Caching REST APIs

Caching refers to storing rest endpoints response, to reduce the number of roundtrips to the server.
This improves the latency and increases the performance of the API.

Caches can be anywhere in the request path. They can be in the API’s server, content delivery networks (CDNs), or the client side.
HTTP provides a built-in caching framework through cache headers. These headers need to pass with requests.

HTTP Cache Headers

Cache-Control Headers

Cache-control is an HTTP header used to specify browser caching policy for client requests and server responses. These header specifies how, where & how long resource should be cached.
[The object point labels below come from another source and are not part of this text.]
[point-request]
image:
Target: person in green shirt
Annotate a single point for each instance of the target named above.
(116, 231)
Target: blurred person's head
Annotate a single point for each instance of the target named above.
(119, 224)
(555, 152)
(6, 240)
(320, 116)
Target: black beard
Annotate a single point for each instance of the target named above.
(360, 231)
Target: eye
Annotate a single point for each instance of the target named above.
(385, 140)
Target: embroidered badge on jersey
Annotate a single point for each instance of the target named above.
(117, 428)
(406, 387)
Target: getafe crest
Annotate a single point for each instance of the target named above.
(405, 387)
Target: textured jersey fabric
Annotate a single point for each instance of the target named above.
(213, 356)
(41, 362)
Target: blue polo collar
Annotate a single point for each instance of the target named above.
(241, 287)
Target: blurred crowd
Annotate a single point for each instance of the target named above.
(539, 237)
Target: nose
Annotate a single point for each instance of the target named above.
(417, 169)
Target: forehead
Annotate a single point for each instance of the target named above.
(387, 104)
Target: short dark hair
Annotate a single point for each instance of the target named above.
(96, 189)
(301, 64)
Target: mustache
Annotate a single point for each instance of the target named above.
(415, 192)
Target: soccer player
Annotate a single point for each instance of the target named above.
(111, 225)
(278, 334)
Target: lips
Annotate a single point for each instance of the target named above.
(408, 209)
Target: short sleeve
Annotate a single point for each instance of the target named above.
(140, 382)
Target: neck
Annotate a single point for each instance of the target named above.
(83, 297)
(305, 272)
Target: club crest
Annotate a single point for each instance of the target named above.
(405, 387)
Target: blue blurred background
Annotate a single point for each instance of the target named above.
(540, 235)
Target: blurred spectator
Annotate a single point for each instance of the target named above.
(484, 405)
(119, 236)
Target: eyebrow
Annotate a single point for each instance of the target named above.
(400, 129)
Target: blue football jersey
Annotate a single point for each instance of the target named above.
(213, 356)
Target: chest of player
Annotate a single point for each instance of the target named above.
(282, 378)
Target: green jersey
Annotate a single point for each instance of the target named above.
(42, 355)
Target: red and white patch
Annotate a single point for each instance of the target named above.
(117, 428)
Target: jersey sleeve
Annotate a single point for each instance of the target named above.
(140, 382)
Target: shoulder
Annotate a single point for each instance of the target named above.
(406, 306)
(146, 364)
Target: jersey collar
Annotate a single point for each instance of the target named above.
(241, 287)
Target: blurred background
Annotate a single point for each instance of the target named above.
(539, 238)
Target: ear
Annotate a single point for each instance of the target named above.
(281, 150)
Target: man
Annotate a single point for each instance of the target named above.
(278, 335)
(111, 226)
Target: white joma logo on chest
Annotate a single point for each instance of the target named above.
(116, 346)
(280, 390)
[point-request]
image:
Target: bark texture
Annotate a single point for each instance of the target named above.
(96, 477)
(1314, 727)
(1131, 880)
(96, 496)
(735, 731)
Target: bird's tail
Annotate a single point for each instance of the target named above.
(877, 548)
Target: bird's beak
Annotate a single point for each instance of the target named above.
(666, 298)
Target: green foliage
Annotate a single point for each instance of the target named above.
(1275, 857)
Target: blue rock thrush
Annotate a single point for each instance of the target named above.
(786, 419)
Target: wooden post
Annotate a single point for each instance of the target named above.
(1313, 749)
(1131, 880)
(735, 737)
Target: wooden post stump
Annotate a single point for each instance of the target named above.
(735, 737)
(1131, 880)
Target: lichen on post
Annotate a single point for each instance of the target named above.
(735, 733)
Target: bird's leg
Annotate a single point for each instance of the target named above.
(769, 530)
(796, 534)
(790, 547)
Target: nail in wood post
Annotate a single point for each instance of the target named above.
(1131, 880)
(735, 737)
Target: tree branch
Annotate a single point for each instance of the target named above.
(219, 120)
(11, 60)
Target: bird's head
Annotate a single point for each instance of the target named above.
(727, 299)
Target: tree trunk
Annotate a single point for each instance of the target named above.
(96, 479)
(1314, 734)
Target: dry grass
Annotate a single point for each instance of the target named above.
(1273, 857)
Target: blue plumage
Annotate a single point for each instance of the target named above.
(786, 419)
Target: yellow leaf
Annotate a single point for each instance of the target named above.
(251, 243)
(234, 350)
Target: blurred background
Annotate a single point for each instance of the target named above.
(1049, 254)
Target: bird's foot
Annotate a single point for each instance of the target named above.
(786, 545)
The cache-control header is broken up into directives, the most common of which are detailed below:

Cache-Control: Max-Age

The max-age=N response directive indicates that the response remains fresh until N seconds after the response is generated.

Cache-Control: No-Cache

No-Cache directive indicates that a browser may cache a response, but must first submit a validation request to an origin server.

Cache-Control: No-Store

No-Store directive indicates that browsers aren’t allowed to cache a response and must pull it from the server each time it’s requested.

Cache-Control: Public

Public directive indicates that the response may be cached by any cache, even if it would normally be non-cacheable or cacheable only within a non- shared cache.

Cache-Control: Private

This indicates that all or part of the response message is intended for a single user and MUST NOT be cached by a shared cache.

Expires

The Expires entity-header field gives the date/time after which the response is considered stale.
Expires: Thu, 01 Dec 2022 16:00:00 GMT this indicates that cached resource expires at Thu, 01 Dec 2022 16:00:00 GMT
Note: If a response includes a Cache-Control field with the max-age directive, that directive overrides the Expires field

Etag or Entity tag

An ETag value is an hash string token computed from the response body, that a server associates with a resource to uniquely identify the resource.